My first impression of built-in batteries were obvious: I knew the dangers of lithium ion technology and the implications of a failed battery to any consumer electronic product. I resented the fact that the move to internal battery systems were due to the popularity of the unibody MacBooks, thanks to the majority of their less informed connoisseurs.
At least for Apple, they charged at premiums which allowed them to provide a sufficient amount of quality with their battery systems. You knew that at some point the money you spent went to the manufacturing quality of the battery, minimizing the risk of failure due to defects.
However, we also do know that even with stringent quality protocols, there are loopholes. Apple was once the subject of scrutiny due to the case of the exploding battery and the phenomenon even spread to their premium notebooks.
At the advent of the Ultrabook initiative back in 2011, I was introduced to the appeal that the popular movement reserved for itself, thanks to the Acer Iconia W700. Some time after, despite my apprehensions, I bought for myself a Z400 which would eventually be my firsthand experience with internal battery systems.
Internal battery systems, while technically no different from the removable battery systems (besides the obvious facets), do have their quirks:
- Internal batteries drain continuously even when shut off - up to the point that it dies in about a week of non-use.

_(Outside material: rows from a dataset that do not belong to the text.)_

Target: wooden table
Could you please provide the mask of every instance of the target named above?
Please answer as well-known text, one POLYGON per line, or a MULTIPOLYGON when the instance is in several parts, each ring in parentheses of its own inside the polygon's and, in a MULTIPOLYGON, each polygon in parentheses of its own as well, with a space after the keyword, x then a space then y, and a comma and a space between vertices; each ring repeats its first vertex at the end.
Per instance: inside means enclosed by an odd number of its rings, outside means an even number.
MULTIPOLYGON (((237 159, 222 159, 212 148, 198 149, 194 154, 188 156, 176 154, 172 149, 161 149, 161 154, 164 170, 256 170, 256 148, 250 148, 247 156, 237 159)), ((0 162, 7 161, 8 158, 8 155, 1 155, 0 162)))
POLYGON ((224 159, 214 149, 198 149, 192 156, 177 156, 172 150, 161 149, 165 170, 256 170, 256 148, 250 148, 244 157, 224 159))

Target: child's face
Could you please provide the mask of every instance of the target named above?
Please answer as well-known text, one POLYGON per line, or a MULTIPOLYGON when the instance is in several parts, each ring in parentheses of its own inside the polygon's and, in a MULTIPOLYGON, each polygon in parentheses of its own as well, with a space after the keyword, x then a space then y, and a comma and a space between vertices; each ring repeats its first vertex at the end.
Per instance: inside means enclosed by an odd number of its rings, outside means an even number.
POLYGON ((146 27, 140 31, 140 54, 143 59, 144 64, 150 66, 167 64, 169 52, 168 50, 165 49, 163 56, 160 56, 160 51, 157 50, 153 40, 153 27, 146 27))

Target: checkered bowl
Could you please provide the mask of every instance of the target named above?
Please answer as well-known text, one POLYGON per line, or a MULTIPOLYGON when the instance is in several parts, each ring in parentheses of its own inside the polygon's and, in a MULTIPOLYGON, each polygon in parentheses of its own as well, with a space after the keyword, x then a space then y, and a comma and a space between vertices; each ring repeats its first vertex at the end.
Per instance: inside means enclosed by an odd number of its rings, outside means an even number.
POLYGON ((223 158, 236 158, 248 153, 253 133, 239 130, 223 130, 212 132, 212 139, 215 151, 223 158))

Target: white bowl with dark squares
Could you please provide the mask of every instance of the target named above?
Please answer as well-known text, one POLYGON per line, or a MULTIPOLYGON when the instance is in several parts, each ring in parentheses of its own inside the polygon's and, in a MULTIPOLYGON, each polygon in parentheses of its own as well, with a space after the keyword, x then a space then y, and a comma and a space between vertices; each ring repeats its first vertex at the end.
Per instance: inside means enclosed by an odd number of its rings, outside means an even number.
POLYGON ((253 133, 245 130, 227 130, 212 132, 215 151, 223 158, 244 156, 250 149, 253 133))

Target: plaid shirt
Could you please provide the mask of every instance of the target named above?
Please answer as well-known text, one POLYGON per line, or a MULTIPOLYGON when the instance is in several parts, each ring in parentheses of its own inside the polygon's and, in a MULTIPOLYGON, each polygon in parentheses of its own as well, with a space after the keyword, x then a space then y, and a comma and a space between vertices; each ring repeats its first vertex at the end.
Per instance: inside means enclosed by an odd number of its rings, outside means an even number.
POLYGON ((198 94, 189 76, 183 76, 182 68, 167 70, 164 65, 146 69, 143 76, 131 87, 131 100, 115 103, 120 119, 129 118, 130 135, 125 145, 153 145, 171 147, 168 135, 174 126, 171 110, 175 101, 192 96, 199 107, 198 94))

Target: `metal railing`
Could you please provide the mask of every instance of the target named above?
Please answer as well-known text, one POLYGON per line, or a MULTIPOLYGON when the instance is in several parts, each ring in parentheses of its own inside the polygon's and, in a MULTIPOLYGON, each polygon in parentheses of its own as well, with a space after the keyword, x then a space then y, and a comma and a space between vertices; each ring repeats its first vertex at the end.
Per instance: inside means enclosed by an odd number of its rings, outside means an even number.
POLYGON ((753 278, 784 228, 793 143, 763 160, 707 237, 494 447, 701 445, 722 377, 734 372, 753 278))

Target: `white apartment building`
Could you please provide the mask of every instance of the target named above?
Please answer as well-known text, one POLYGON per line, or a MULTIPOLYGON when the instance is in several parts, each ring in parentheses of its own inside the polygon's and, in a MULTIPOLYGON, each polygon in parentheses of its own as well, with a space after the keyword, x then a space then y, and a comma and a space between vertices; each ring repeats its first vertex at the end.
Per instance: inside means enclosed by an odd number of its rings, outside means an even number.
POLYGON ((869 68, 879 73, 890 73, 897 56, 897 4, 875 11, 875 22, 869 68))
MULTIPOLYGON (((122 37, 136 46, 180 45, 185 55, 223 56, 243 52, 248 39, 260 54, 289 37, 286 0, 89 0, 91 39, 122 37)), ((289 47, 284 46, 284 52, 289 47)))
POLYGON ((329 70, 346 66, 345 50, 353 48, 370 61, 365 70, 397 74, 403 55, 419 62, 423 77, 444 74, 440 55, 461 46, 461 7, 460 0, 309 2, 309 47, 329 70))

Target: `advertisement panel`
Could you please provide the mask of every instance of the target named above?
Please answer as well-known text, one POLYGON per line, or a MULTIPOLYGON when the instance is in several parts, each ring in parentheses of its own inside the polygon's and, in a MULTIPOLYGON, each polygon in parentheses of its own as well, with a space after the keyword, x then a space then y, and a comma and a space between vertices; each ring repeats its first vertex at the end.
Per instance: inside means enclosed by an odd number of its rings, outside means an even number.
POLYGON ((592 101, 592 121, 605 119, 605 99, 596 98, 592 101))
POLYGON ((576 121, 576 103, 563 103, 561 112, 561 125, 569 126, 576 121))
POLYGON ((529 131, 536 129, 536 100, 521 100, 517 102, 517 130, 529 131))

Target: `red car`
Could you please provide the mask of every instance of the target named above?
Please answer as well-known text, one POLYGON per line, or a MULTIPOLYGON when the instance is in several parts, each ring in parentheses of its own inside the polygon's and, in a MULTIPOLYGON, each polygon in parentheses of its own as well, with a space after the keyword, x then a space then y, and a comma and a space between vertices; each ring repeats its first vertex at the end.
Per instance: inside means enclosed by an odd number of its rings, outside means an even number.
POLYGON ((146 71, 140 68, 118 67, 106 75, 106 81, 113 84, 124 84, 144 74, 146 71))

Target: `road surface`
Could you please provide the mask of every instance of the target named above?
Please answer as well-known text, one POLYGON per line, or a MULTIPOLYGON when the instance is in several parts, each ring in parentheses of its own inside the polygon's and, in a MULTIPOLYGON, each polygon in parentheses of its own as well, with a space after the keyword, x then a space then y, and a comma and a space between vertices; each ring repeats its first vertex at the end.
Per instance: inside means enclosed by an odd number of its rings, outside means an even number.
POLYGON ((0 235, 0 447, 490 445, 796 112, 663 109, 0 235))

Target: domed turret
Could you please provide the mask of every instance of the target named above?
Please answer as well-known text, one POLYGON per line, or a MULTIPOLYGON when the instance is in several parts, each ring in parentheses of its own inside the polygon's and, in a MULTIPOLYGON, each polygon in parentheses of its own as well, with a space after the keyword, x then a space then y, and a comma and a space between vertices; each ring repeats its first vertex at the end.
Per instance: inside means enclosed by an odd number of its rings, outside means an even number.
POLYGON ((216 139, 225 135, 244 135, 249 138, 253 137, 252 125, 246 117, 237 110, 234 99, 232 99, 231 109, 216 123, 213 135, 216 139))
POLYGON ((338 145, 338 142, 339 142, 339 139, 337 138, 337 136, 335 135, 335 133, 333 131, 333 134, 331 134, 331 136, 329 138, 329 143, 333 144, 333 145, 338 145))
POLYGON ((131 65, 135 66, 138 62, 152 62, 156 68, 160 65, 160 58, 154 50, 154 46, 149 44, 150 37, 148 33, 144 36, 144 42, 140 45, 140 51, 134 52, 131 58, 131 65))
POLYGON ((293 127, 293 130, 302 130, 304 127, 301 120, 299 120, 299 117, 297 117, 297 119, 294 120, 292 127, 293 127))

- The non-encased internal batteries also radiate (or conduct, depending how close proximity it is to the rest of the system) heat more openly to the system.
- They do not possess any management circuit of their own; they rely on the power management circuit of the notebook thereby introducing power management transparency but also vulnerability if the power management circuit itself fails.
- They are removable, however; many manufacturers will void your warranty for doing so, even if it is advised to remove the battery if the notebook will not be used for more than three days.
For a while now, I've had less reservations against the idea, only to certain points. But reservations do remain, especially against use of polymer batteries when you're unable to visually inspect them for wear easily.
The following are the notebooks I own that use internal battery systems:
- ASUS X550LB
- ASUS T100TA
- ASUS G46VW
- Lenovo Z400
- MSI S20 v1
I've had no issues with any of them, although I have removed the batteries for the G46VW and the Z400 (voiding their warranties, of course) for long term storage. Every time I return to the Philippines, I do install the batteries again for charging and use. Like the removable batteries, the internal ones hold sufficient charge at about half their capacity for a good 6 to 8 months of storage.
The reasons to use of internal battery systems is diverse; but a main reason to use them is to reduce the thickness of the notebook. Encased batteries cost more, since some would require their own management circuits and plastic chassis. And with internal battery systems, there's little need to manufacture a surplus of spare batteries for replacement. Customers would need to send their units in for repacking.
Sadly, I cannot recommend trying such a notebook if it is your first. I would only advise such notebooks to veteran users who've had experience in maintaining their own notebooks. Experience with a removable battery will prompt you to reconsider your computing and maintenance habits when it comes to a new notebook sporting a battery you can't see or remove.
I'm just having a hard time looking for comparable laptop specs wise w/in the budget.
I completely understand your plight. Alas, it is not up to me to decide if the value of the notebook outweighs your obvious concerns.